Ein Gespräch mit Wolfgang Wopperer-Beholz über die Unumgänglichkeit von Komplexität – und welche Rolle Design dabei spielt, besser mit ihr umgehen zu können.

Wolfgang Wopperer-Beholz
Wolfgang Wopperer-Beholz, Foto: Janine Meyer

Komplexität ruft bei vielen erstmal Widerwillen hervor – aber sie ist ein unumstößlicher Teil unserer Welt. Designer müssen sich nicht nur mit arrangieren, sondern sie auch konstruktiv und kreativ gestalten. Wie das gelingt, beleuchten wir in PAGE 6.20 (die ihr hier bestellen könnt).

Wolfgang Wopperer-Beholz kennt sich aus mit Komplexität. Der studierte Philosoph und Politikwissenschaftler hilft als »Sense-maker and Facilitator« Unternehmen und Teams dabei, mit den Herausforderungen komplexer Systeme umzugehen und sich entsprechend neu aufzustellen. Wir sprachen mit ihm darüber, warum sich Menschen ständig überfordert fühlen, was wir dagegen tun können.

Was ist eigentlich der Unterschied zwischen komplex und kompliziert?

Wolfgang Wopperer-Beholz: Ein kompliziertes System besteht zwar aus vielen Komponenten, aber ich kann es zerlegen, mir jede Komponente einzeln ansehen und allein dadurch verstehen, wie es funktioniert. Eine Maschine zum Beispiel kann sehr kompliziert sein und dennoch wissen wir, wie sie funktioniert, sobald wir alle ihre Bestandteile kennen. Weil ihre Komponenten fest verbunden sind, festgelegt durch das Design der Maschine, reagiert sie immer gleich auf die gleiche Anregung – ihr Verhalten ist vorhersagbar.

Komplex hingegen ist ein System dann, wenn es nicht mehr ausreicht, sich seine Einzelteile anzuschauen. Das ist der Fall, wenn es aus vielen unabhängigen Komponenten besteht, die miteinander interagieren – und zwar nach eigenen Regeln, nicht nach einem übergeordneten Design. Aus diesen Interaktionen entsteht das sogenannte emergente Verhalten des Gesamtsystems. Das heißt, durch das Zusammenwirken der einzelnen Elemente entstehen neue Eigenschaften oder Strukturen des Systems, die vorher nicht absehbar waren. Nehmen wir zum Beispiel einen Vogelschwarm: Der besteht aus vielen unabhängigen Vögeln, die sich individuell verhalten und dabei ein paar einfachen Regeln folgen (fliege immer deinem Vordervogel hinterher, halte einen bestimmten Abstand zu deinen Nachbarn) und damit hochkomplexe Muster erzeugen. Von außen sieht es so aus, als würde der Schwarm gesteuert – wird er aber nicht. Das komplexe System steuert sich selbst.

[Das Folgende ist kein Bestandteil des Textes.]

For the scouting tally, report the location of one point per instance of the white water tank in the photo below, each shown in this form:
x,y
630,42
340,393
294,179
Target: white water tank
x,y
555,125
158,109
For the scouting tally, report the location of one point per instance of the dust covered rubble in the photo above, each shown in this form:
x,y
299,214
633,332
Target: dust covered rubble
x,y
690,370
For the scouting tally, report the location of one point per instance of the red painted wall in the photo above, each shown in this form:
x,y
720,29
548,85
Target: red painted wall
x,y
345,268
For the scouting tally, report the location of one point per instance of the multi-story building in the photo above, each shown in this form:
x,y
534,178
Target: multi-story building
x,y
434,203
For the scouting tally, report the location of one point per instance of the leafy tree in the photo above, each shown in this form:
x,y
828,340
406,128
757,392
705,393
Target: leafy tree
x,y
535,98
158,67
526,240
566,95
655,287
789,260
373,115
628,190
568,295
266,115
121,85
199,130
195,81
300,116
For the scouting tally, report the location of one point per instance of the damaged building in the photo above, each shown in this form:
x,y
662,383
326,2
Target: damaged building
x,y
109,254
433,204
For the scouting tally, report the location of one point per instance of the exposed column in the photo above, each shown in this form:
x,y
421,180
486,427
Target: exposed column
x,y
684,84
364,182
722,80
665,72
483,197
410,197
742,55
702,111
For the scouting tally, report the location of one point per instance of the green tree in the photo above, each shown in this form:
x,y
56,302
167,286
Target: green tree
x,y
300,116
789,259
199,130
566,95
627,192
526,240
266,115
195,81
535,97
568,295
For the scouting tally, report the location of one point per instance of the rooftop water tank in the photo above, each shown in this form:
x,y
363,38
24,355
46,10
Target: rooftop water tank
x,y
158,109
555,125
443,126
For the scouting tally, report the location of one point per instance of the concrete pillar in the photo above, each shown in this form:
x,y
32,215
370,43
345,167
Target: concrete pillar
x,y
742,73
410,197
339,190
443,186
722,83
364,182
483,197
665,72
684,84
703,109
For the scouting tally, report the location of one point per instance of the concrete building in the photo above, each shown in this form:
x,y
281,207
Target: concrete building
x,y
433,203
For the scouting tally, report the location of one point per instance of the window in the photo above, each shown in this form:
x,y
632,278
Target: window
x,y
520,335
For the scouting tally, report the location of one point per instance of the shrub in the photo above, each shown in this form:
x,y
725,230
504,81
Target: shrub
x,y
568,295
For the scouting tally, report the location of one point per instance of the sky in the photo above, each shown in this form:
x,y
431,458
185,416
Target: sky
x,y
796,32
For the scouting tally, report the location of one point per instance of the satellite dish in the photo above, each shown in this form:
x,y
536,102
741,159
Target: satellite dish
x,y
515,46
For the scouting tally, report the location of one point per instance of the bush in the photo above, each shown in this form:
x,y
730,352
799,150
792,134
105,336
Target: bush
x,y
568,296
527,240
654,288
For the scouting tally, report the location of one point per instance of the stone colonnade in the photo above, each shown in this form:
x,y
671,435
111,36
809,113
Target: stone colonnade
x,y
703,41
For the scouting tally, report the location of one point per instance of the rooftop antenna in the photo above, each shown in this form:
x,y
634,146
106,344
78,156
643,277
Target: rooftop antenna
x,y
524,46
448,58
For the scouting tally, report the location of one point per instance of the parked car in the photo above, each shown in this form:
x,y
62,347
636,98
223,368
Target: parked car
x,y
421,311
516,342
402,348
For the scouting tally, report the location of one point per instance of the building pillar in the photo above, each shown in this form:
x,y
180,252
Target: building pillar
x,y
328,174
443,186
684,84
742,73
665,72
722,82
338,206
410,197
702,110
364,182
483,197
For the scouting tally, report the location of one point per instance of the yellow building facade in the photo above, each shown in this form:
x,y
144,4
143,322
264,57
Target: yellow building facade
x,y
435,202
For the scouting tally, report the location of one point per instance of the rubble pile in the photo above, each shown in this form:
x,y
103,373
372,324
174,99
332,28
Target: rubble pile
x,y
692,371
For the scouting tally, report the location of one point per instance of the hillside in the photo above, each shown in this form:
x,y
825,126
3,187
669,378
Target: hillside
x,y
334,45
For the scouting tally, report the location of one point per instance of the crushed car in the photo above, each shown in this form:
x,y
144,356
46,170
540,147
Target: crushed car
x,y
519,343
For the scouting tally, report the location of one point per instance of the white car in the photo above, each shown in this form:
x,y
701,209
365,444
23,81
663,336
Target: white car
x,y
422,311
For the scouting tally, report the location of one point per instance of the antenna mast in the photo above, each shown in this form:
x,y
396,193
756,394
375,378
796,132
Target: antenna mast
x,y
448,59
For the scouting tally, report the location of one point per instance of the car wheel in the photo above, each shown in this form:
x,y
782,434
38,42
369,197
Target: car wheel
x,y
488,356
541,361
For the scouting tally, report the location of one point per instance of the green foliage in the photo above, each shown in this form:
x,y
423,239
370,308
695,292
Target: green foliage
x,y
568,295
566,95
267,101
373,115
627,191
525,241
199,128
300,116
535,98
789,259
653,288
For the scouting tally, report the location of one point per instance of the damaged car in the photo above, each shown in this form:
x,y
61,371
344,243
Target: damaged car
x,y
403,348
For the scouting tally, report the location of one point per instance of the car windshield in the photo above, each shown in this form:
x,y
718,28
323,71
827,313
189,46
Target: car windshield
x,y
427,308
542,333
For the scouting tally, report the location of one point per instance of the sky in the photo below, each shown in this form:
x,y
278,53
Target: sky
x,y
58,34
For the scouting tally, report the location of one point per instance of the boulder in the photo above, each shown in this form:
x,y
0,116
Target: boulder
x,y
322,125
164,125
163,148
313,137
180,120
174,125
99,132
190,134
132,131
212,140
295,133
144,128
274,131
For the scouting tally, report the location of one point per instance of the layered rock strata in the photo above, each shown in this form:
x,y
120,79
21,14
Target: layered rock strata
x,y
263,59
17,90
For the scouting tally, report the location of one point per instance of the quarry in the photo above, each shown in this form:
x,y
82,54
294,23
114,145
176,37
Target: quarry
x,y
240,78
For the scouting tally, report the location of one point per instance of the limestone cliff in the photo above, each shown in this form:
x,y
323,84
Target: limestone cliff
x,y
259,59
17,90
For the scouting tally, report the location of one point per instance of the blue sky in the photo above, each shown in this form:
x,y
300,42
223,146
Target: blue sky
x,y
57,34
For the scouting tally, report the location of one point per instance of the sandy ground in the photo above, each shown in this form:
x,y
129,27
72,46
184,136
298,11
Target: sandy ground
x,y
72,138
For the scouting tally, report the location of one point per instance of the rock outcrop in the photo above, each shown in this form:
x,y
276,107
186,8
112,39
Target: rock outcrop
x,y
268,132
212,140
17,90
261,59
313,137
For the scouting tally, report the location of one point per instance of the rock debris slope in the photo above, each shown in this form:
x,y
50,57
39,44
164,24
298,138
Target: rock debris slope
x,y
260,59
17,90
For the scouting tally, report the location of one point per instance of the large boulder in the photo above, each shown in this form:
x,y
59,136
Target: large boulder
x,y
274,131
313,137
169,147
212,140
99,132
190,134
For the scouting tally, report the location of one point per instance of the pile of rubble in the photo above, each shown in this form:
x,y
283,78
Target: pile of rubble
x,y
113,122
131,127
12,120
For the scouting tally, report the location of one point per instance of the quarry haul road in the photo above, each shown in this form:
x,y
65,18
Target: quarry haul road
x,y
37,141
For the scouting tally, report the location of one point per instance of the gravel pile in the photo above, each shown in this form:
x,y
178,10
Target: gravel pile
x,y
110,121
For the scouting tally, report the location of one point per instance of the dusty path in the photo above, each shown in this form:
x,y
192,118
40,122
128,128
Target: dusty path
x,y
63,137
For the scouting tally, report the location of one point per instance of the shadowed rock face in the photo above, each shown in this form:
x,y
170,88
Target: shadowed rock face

Das Verhalten solcher Systeme ist dann nicht mehr so einfach vorhersehbar.

Genau. Selbst wenn wir wissen, wie viele Vögel in einem Schwarm fliegen, und ihre Flugregeln kennen, können wir nicht vorhersagen, wie der Schwarm sich verhalten wird. Denn zwischen den Interaktionen der Vögel gibt es Feedbackschleifen (der eine Vogel macht das, dann macht der andere jenes, das wiederum beeinflusst den ersten und so weiter), wodurch sich kleine Abweichungen rapide verstärken. Das führt zu einem sogenannten nicht linearen Systemverhalten: Der Schwarm wechselt scheinbar plötzlich Richtung und Formation, ohne dass wir das vorhersehen konnten. Je mehr Einzelteile ein solches System hat, desto mehr Feedbackschleifen gibt es – bis zu dem Ausmaß, dass sein Verhalten mathematisch tatsächlich unmöglich zu berechnen ist. Wir können komplexe Systeme also nicht auf die gleiche Art und Weise verstehen und vorhersagen wie komplizierte Systeme. Diesen Unterschied nicht zu sehen oder ihn zu ignorieren, also komplexe Systeme so zu behandeln als wären sie kompliziert, führt sehr schnell in unschöne Situationen.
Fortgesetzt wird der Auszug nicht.